Pour clore sa saison théâtrale, le TNM présente La nuit où Laurier Gaudreault s’est réveillé, une œuvre originale de Michel Marc Bouchard, mise en scène par Serge Denoncourt avec de beaux décors et six excellents acteurs. Le contraste des mentalités entre Québec traditionnel et Québec moderne, ainsi que les secrets de famille sont au cœur de l’histoire; une histoire un peu tirée par les cheveux pour le moins.
L’action se déroule à Alma, près du Lac Saint-Jean, dans le Québec du Nord que Mireille a quitté pour mener une brillante carrière internationale. Son métier: thanatologue. Elle embaume les corps des grands de ce monde, et tous les personnages importants du moment s’arrachent ses services post-mortem, des rock stars aux vedettes de cinéma, en passant par le pape et autres célébrités. Les personnalités du grand monde souhaiteraient, grâce à ses mains expertes et artistiques, conserver un aspect vivant après leur mort…
Sa vocation, Mireille la doit à ses insomnies d’enfant (on ne sait pas trop à quoi elles étaient dues), qu’elle occupait en s’insinuant furtivement dans les maisons voisines de la sienne, la nuit, pour les observer dormir. Cette activité pour le moins étrange, elle l’a pratiquée de ses 7 ans à ses 12 ans, jusqu’au moment, précisément où « Laurier Gaudreault s’est réveillé ». Des années plus tard, la voici qui revient dans son village natal pour embaumer le corps de sa mère qui vient de décéder à l’hôpital, dans une attitude corporelle qui prouve qu’un secret lui a été révélé juste avant de mourir.
Mireille est l’aînée de la famille. Le second est Julien, puis viennent Denis et Éliot. Eux n’ont pas quitté Alma. La pièce raconte les retrouvailles de la fratrie à laquelle s’ajoute Chantal, la conjointe de Julien. Leur mère est également présente – ou, du moins, son corps prêt à être embaumé. Et il y a enfin Mégane, une jeune thanatologue dans le laboratoire de laquelle toute l’action se déroule.
Les personnages sont bien campés et on les découvre progressivement. Éliot, très bien interprété par Mathieu Richard, rencontre des difficultés dans sa vie, alcool, drogues, manque d’argent chronique, et il fréquente une association Le Tremplin, qui tente de le mettre sur les rails de la vie. Son frère Julien (très bon Patrick Hivon) a fréquenté avant lui Le même Tremplin, et ça lui a réussi, semble-t-il. Avec Chantal (excellente Magalie Lépine-Blondeau), ils forment un couple uni, avec sans doute ses difficultés ordinaires.

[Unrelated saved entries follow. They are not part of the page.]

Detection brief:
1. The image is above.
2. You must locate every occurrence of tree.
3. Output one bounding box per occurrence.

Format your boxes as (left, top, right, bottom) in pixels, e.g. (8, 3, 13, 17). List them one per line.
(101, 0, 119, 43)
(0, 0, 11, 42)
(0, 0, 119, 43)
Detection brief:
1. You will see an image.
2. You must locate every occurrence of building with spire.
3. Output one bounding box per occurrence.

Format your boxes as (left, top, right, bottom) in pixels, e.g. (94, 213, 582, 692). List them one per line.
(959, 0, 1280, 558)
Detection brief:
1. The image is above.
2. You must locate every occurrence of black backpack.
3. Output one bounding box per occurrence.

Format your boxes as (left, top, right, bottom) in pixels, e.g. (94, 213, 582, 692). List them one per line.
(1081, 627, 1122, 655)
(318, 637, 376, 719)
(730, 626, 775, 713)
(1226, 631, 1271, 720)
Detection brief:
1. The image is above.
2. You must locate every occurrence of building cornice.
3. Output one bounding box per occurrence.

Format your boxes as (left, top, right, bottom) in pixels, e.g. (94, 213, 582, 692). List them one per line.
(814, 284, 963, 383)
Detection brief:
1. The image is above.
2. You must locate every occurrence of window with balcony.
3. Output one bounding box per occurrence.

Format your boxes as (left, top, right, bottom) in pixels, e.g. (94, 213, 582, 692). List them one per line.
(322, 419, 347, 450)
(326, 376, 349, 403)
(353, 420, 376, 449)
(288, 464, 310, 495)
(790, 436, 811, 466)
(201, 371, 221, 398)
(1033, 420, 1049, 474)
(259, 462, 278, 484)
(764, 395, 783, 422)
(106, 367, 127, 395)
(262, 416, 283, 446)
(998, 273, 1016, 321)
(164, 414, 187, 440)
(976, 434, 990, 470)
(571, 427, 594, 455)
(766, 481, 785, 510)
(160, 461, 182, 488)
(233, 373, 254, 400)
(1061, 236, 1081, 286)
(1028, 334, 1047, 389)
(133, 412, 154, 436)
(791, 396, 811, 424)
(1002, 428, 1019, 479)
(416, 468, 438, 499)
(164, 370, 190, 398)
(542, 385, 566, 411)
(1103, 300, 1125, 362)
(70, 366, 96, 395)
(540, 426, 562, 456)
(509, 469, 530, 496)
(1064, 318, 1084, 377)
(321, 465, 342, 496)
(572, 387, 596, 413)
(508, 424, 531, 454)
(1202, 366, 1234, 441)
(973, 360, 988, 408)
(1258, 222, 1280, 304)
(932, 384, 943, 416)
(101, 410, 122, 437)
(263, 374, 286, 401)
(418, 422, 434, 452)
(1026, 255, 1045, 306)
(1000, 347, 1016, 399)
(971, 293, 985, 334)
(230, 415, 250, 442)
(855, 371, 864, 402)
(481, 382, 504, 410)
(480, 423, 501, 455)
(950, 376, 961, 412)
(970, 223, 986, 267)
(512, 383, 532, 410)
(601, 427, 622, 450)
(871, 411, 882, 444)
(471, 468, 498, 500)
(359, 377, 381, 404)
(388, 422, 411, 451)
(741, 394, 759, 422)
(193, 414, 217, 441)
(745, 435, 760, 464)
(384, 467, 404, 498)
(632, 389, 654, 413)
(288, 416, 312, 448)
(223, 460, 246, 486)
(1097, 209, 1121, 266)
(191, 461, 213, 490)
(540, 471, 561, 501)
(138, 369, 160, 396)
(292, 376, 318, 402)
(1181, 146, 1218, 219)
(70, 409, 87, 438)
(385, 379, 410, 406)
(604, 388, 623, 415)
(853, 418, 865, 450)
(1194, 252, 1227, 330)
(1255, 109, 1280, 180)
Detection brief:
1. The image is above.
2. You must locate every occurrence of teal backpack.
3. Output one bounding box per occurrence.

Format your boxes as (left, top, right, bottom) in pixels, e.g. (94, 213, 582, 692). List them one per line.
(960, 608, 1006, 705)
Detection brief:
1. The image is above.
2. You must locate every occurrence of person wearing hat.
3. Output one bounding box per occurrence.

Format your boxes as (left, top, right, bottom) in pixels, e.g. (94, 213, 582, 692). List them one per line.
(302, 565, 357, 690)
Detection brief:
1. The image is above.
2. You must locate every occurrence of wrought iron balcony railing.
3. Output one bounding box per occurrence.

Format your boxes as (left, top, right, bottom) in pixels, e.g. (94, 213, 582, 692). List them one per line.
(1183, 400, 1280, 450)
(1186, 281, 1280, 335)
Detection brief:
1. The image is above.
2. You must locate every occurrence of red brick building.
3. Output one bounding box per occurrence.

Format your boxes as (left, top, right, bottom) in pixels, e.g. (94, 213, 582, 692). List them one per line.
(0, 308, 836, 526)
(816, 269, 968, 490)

On rencontre enfin Denis (Éric Bruneau) et la jeune thanatologue (Kim Despatis), avec Mireille au centre (très bonne Julie Le Breton).
Le texte est bien écrit, souvent drôle, paradoxalement, malgré ce corps inerte et nu de vieille dame morte, témoin d’un secret qu’elle a appris juste avant de partir. Mais le tout laisse un sentiment d’inachevé, en raison de plusieurs incohérences, et en dépit de la volonté de faire de cette histoire un problème bien réel.
Sans doute l’état de sommeil a-t-il quelques ressemblances avec celui d’un corps au moment de mourir. Ce serait là l’origine de la vocation de Mireille. Une petite fille qu’on laisse partir la nuit pour aller observer les dormeurs, pourquoi pas? Mais à condition que le récit prenne une voie presque surnaturelle. Or, cet aspect pseudo biographique de l’héroïne est mis au service d’une carrière d’artiste invraisemblable, à la suite d’un secret un peu faible et qui ne semble pas être le seul problème à l’origine du mal-être de chacun des membres de la famille.
La nuit où Laurier Gaudreault s’est réveillé, du 14 mai au 8 juin 2019 au Théâtre du Nouveau Monde.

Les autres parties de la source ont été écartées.